Roma - Lui segretario generale della presidenza del Consiglio, lei funzionaria del cerimoniale del presidente della Repubblica. Lui è Carlo Malinconico, da poche ore ex sottosegretario di Palazzo Chigi con delega all’editoria; lei è Grazia Graziani, una delle tante addette in forza al Colle, assunta sotto il settennato di Carlo Azeglio Ciampi. Entrambi vezzeggiati, coccolati, viziati perché potenti, forse utili anche se Malinconico giura che «non ho mai fatto favori ai personaggi coinvolti nella vicenda». Un pasticciaccio brutto che ha fatto saltare la prima testa: quella di lui, ieri dimissionario nelle mani del premier Mario Monti. Pare che uno dei più rigidi a richiedere questo epilogo sia stato l’altro sottosegretario alla presidenza del Consiglio, Antonio Catricalà. «Malinconico si deve dimettere», sarebbe andato in pressing sul premier. Il quale, da parte sua, ha condiviso la posizione intransigente: via chi macchia l’immagine del governo.
A nulla è valsa la difesa di Malinconico che durante un faccia a faccia col presidente del Consiglio nella tarda mattinata di ieri, s’è detto innocente su tutta la linea. Il caso riguarda lo scandalo delle vacanze pagate a Malinconico e signora nell’hotel di lusso il Pellicano di Porto Ercole da parte dell’imprenditore Francesco De Vito Piscicelli, costruttore indagato nell’ambito dell’inchiesta sulla «cricca» per gli appalti del G8. Il sottosegretario di Monti avrebbe usufruito, secondo un rapporto dei Ros del 2009, di week end di lusso tra il 2007 e il 2008, quando ricopriva l’incarico di segretario generale di palazzo Chigi e si occupava di appalti. Soggiorni d’oro, in suite mozzafiato, godute assieme alla compagna stipendiata dal Colle. In coppia hanno goduto dei ritiri dorati e dal prezzo esorbitante: quasi 20mila euro. Un conto non pagato da Malinconico, però. Il primo soggiorno è dell’agosto 2007. Conto di 10mila e 485 euro. Il secondo è di diversi weekend tra maggio ed agosto 2008. Conto di 19mila e 870 euro, in parte pagato da Malinconico e in parte da Piscicelli. Pizzicato dalla stampa, Malinconico s’è difeso in modo un po’ traballante: «Chiesi solo a Balducci (anche lui al centro dell’inchiesta sugli appalti, ndr) di prenotarmi l’albergo e lui lo fece. Poi mi fu detto che per i miei soggiorni era già stato provveduto. Ma senza specificare da parte di chi. Irritato, cancellai le successive prenotazioni». Insomma, utilizzatori finali di resort a sbafo. In cambio di che? «Mai fatto favori ai personaggi coinvolti», giura Malinconico. Lei invece non rimane nell’ombra. Ma i due sembrano essere due rotelle che è bene ungere chissà perché. La difesa dell’ospite «a sua insaputa», in ogni caso, non ha convinto nessuno: né la stampa né tantomeno il premier che ha concesso udienza al suo sottosegretario ieri all’ora di pranzo. Poco più di un ora nel quale Monti ha ascoltato le giustificazioni del suo uomo e poi la sentenza: meglio che lasci.
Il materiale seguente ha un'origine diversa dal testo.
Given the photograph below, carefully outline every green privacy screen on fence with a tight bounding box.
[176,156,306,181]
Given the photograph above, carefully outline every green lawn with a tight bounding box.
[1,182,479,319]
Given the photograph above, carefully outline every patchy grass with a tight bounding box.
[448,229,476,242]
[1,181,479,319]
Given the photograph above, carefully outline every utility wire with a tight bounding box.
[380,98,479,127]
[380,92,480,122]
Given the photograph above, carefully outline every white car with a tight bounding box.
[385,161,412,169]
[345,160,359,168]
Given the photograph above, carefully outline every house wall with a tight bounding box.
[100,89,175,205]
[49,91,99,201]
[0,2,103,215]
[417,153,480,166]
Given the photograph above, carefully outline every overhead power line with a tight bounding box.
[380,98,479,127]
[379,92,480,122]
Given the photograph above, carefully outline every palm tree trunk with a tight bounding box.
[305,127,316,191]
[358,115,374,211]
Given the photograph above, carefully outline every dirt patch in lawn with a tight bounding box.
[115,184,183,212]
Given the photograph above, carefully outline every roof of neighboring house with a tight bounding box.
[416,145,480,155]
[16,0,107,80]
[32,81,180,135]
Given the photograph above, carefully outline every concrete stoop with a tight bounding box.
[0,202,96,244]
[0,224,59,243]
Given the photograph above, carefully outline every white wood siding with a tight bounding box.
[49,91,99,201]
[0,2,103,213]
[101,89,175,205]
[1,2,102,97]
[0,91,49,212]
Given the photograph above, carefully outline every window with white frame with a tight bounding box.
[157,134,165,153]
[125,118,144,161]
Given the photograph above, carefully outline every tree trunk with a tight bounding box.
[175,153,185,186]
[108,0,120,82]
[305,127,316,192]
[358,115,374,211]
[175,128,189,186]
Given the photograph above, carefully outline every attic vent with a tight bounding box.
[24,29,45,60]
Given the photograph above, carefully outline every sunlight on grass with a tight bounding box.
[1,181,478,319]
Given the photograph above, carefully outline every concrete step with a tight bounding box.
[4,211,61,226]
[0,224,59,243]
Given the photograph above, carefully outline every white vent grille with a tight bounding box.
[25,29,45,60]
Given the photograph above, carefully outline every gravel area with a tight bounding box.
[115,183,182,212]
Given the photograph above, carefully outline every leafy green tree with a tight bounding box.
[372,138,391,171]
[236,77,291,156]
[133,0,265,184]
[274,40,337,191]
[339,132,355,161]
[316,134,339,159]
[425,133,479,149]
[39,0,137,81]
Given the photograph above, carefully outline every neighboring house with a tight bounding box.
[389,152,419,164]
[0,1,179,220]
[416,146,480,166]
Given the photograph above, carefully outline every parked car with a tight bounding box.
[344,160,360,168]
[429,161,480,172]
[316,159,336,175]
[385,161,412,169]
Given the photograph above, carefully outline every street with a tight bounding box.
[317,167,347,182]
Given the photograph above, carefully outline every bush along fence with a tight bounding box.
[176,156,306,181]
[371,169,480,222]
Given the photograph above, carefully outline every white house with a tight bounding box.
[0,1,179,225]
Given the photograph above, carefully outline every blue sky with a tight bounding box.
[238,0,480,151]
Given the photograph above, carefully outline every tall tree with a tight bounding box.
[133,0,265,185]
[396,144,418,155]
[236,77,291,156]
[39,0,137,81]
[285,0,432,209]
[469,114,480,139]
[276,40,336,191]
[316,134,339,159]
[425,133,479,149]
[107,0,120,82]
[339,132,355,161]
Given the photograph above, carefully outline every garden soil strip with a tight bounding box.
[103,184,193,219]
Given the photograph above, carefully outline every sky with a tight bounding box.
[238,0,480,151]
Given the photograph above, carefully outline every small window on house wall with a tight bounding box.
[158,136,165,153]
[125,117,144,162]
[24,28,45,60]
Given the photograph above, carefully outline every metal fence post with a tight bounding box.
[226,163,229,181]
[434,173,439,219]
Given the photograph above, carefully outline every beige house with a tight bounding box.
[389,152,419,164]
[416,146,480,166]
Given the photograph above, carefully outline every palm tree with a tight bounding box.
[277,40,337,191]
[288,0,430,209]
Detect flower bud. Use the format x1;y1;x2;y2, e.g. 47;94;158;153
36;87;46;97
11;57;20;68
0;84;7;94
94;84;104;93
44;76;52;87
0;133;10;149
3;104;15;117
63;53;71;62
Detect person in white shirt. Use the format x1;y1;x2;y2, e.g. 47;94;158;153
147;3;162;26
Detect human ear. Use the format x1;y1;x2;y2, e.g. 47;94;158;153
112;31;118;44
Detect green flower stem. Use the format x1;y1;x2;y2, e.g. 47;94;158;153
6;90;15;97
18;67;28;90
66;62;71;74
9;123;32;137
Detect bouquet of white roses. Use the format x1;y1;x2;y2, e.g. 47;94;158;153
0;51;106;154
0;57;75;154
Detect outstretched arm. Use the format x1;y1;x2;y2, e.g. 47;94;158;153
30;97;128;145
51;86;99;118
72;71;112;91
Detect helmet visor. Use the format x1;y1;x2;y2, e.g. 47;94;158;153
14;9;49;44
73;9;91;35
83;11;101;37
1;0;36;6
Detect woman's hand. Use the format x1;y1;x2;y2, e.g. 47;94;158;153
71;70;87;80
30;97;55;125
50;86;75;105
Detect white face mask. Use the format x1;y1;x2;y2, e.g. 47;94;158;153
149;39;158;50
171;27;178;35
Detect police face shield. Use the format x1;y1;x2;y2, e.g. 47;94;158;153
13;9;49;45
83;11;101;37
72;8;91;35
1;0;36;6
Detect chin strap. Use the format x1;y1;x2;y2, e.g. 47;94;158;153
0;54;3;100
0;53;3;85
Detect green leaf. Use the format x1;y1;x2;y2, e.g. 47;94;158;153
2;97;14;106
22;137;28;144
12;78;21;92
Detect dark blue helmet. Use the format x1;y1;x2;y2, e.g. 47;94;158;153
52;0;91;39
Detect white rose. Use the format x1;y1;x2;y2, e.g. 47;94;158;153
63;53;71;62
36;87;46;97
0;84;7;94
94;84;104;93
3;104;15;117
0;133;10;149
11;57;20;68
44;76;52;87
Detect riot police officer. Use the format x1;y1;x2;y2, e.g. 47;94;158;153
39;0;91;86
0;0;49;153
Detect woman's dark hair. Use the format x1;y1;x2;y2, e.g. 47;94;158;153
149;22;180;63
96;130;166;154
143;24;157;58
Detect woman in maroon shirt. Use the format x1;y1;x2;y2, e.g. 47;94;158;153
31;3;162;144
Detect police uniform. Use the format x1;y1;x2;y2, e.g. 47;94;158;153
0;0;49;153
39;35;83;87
Al termine del summit, una nota di palazzo Chigi ha informato che «il sottosegretario ha rassegnato le dimissioni dal suo incarico, per poter meglio difendere la propria immagine e onorabilità in tutte le sedi, nonché per salvaguardare la credibilità e l’efficacia dell’azione del governo». E il premier? «Il presidente del Consiglio, nell’accettare le dimissioni, ha manifestato al sottosegretario Malinconico il suo apprezzamento per il senso di responsabilità dimostrato nell’anteporre l’interesse pubblico ad ogni altra considerazione». Una stretta di mano e via. «Il presidente Monti ha inoltre ringraziato il sottosegretario per il suo contributo al lavoro del governo, pur nella brevità del suo incarico».
La nota ufficiale parla di dimissioni soft, in verità la decisione di Malinconico è stata sofferta e tormentata. Fino all’ultimo momento il sottosegretario ha provato a restare al suo posto lamentando la correttezza del suo operato. Fino alla sera di lunedì il sottosegretario ha apposto il più netto «niet» al passo indietro: «Dimettermi io? No, non ci penso affatto». Ma più le ore passavano più il terreno sotto i piedi di Malinconico si faceva friabile. Fino al cedimento. Ma è stato soprattutto Monti, visibilmente in imbarazzo, a chiedere al suo uomo un passo indietro. Il senso del suo ragionamento: «Nella sacrosanta lotta ai “furbetti” non è possibile concedere neppure una macchiolina».